İslam, Hz. Adem’den Peygamber Efendimize (s.a.v) gönderilen tüm dinlerin ortak adıdır. Bu gerçeği ifâde için Kur’ân-ı Kerîm’de: “Allâh katında dîn İslâm’dır …” (Âl-i İmrân, 19) buyurulmaktadır. Bu hakîkat, bir başka âyet-i kerîmede şöyle buyurulur: “Kim İslâm’dan başka bir dîn ararsa bilsin ki, ondan (böyle bir dîn) aslâ kabul edilmeyecek ve o âhırette de zarar edenlerden olacaktır.” (Âl-i İmrân, 85)

Peygamber Efendimiz (s.a.v) Cibril hadisinde “İslam Nedir?” sorusuna “–İslâm, Allah’tan başka ilâh olmadığına ve Muhammed’in Allah’ın Rasûlü olduğuna şehâdet etmen, namazı dosdoğru kılman, zekâtı vermen, Ramazan orucunu tutman, yoluna güç yetirip imkân bulduğun zaman Kâ’be’yi ziyâret (hac) etmendir” buyurdular.

“İman Nedir?” sorusuna “–Allah’a, meleklerine, kitaplarına, peygamberlerine, âhiret gününe inanmandır. Yine kadere, hayrına ve şerrine îmân etmendir” buyurdular.

İhsan Nedir? Rasûlullah Efendimiz (s.a.v): “–İhsân, Allah’a, onu görüyormuşsun gibi kulluk etmendir. Sen onu görmüyorsan da O seni mutlaka görüyor” buyurdular. (Müslim, Îmân 1, 5. Buhârî, Îmân 37; Tirmizi Îmân 4; Ebû Dâvûd, Sünnet 16)

Kuran-ı Kerim, Peygamber Efendimize (s.a.v) gönderilen ilahi kitapların sonuncusudur. İlahi emirleri barındıran Kuran ve beraberinde Efendimizin (s.a.v) sünneti tüm Müslümanlar için yol gösterici rehberdir.

Tüm insanlığa rahmet olarak gönderilen örnek şahsiyet Peygamber Efendimiz Hz. Muhammed Mustafa (s.a.v) 23 senelik nebevi hayatında bizlere Kuran ve Sünneti miras olarak bırakmıştır. Nitekim hadis-i şerifte buyrulur: “Size iki şey bırakıyorum, onlara sımsıkı sarıldığınız sürece yolunuzu asla şaşırmazsınız. Bunlar; Allah’ın kitabı ve Peygamberinin sünnetidir.” (Muvatta’, Kader, 3.)

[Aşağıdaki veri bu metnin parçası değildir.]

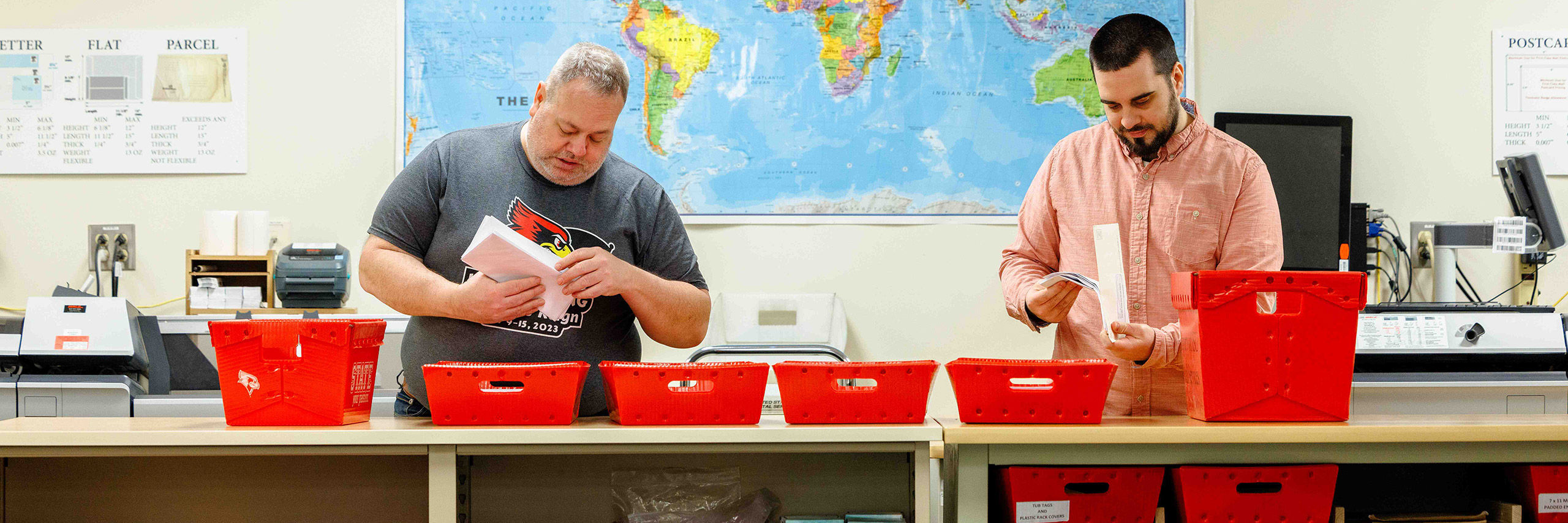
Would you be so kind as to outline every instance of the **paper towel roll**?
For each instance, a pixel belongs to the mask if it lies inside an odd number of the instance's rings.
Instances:
[[[238,211],[205,211],[201,216],[201,254],[216,257],[234,255],[234,227]]]
[[[235,225],[235,254],[241,257],[259,257],[267,254],[267,244],[271,235],[268,233],[268,224],[271,219],[267,211],[240,211],[238,224]]]

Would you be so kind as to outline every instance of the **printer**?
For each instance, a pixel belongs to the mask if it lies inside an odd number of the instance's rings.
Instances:
[[[339,308],[348,299],[348,247],[292,243],[278,254],[273,283],[282,308]]]
[[[16,360],[22,352],[22,318],[0,318],[0,360]]]
[[[157,321],[124,298],[34,296],[25,319],[19,373],[0,376],[0,418],[130,417],[149,385],[168,388]]]
[[[1568,340],[1549,305],[1367,305],[1350,412],[1568,413]]]

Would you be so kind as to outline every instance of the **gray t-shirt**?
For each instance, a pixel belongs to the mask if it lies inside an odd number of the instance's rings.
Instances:
[[[555,185],[524,160],[521,136],[522,122],[513,122],[436,139],[381,196],[370,233],[447,280],[464,282],[475,271],[463,263],[463,251],[488,215],[561,257],[604,247],[666,280],[707,288],[681,215],[652,177],[612,153],[588,182]],[[561,321],[539,313],[499,324],[414,316],[403,335],[405,385],[428,406],[425,363],[583,360],[594,368],[580,412],[602,413],[597,363],[641,359],[633,319],[621,296],[580,299]]]

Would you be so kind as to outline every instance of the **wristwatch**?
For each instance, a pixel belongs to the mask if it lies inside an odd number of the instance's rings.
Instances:
[[[1029,323],[1033,324],[1035,329],[1044,329],[1044,327],[1051,326],[1049,321],[1044,321],[1044,319],[1040,319],[1040,316],[1035,316],[1035,312],[1029,310],[1029,307],[1024,307],[1024,313],[1029,315]]]

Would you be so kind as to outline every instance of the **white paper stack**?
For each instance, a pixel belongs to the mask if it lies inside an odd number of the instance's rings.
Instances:
[[[530,276],[543,279],[544,294],[539,298],[544,299],[544,307],[539,313],[555,321],[561,321],[566,308],[572,305],[572,298],[561,294],[561,285],[555,285],[555,279],[561,276],[555,269],[558,262],[560,257],[528,241],[494,216],[485,216],[469,249],[463,252],[463,263],[492,280],[511,282]]]
[[[1099,280],[1079,272],[1051,272],[1035,285],[1051,287],[1057,282],[1068,282],[1094,293],[1099,299],[1099,319],[1105,329],[1104,332],[1110,340],[1116,340],[1110,334],[1110,324],[1113,321],[1131,321],[1131,315],[1127,315],[1127,277],[1121,269],[1120,225],[1094,225],[1094,262]]]
[[[262,307],[262,288],[240,287],[240,308],[260,308],[260,307]]]
[[[191,287],[191,308],[262,308],[260,287]]]
[[[191,287],[191,308],[213,308],[210,287]]]

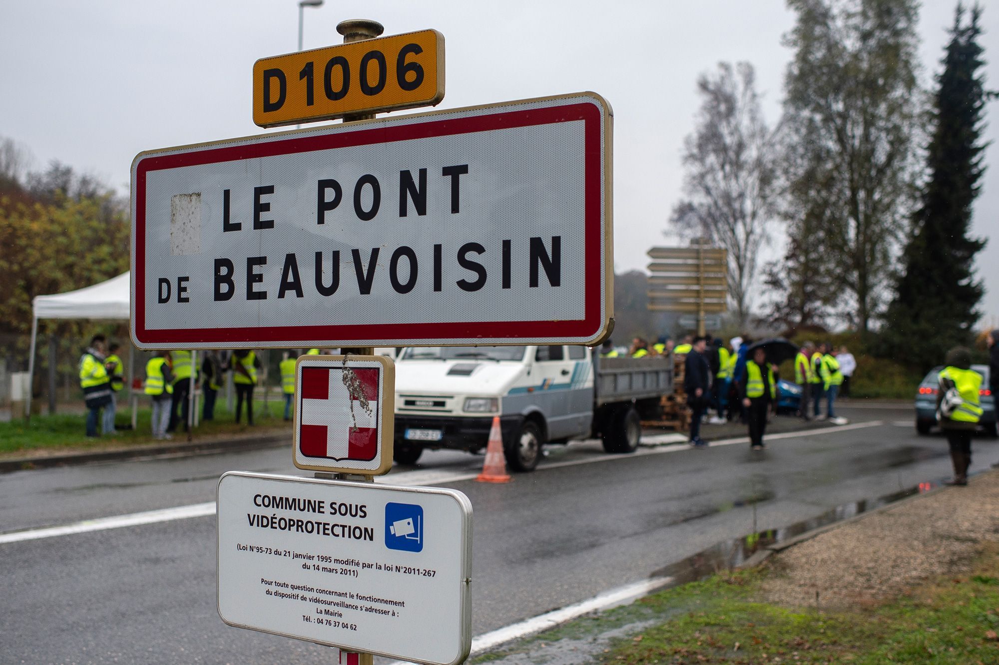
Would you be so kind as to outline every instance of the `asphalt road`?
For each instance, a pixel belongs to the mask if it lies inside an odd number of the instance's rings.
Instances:
[[[857,426],[774,438],[763,453],[740,442],[609,456],[578,441],[505,485],[468,479],[482,457],[452,452],[386,481],[443,480],[472,500],[478,635],[744,535],[754,512],[760,530],[778,528],[948,475],[946,442],[918,436],[911,408],[870,406],[840,408]],[[992,439],[974,450],[972,470],[999,461]],[[300,473],[287,448],[20,471],[0,476],[0,533],[209,502],[237,469]],[[335,662],[221,621],[215,537],[206,516],[0,544],[0,662]]]

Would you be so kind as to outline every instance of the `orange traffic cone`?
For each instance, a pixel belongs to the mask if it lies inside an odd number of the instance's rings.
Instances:
[[[479,482],[509,482],[506,472],[506,458],[502,454],[502,435],[500,433],[500,416],[493,416],[493,428],[490,429],[490,443],[486,447],[486,463],[483,472],[476,478]]]

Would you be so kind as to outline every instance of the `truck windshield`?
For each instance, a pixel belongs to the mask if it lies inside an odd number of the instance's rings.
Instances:
[[[526,346],[411,346],[403,351],[404,360],[522,360]]]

Tasavvuf; Cenâb-ı Hakkʼı kalben tanıyabilme sanatıdır.Tasavvuf; “îmân”ı “ihsân” gibi muhteşem ve muazzam bir ufka taşımanın diğer adıdır. Tasavvuf’i yola girmekten gaye istikamet üzere yaşayabilmektir. İstikâmet ise, Kitap ve Sünnet’e sımsıkı sarılmak, ilâhî ve nebevî tâlimatları kalbî derinlikle idrâk edip onları hayatın her safhasında vecd içinde yaşayabilmektir.

Dua, Allah Teâlâ ile irtibatta bulunmak; O’na gönülden yönelmek, meramını vâsıta kullanmadan arz etmek demektir. Hadisi şerifte "Bir şey istediğin vakit Allah'tan iste! Yardım dilediğin vakit Allah'tan dile!" buyrulmuştur. (Ahmed b. Hanbel, Müsned, 1/)

Zikir, bütün tasavvufi terbiye yollarında nebevi bir üsul ve emanet olarak devam edegelmiştir. “…Bilesiniz ki kalpler ancak Allâh’ı zikretmekle huzur bulur.” (er-Ra‘d, 28) Zikir, açık veya gizli şekillerde, belirli adetlerde, farklı tertiplerde yapılan önemli bir esastır. Zikir, hatırlamaktır. Allah'ı hatırlamak farklı şekillerde olabilir. Kur'an okumak, dua etmek, istiğfar etmek, tefekkür etmek, "elhamdülillah" demek, şükretmek zikirdir.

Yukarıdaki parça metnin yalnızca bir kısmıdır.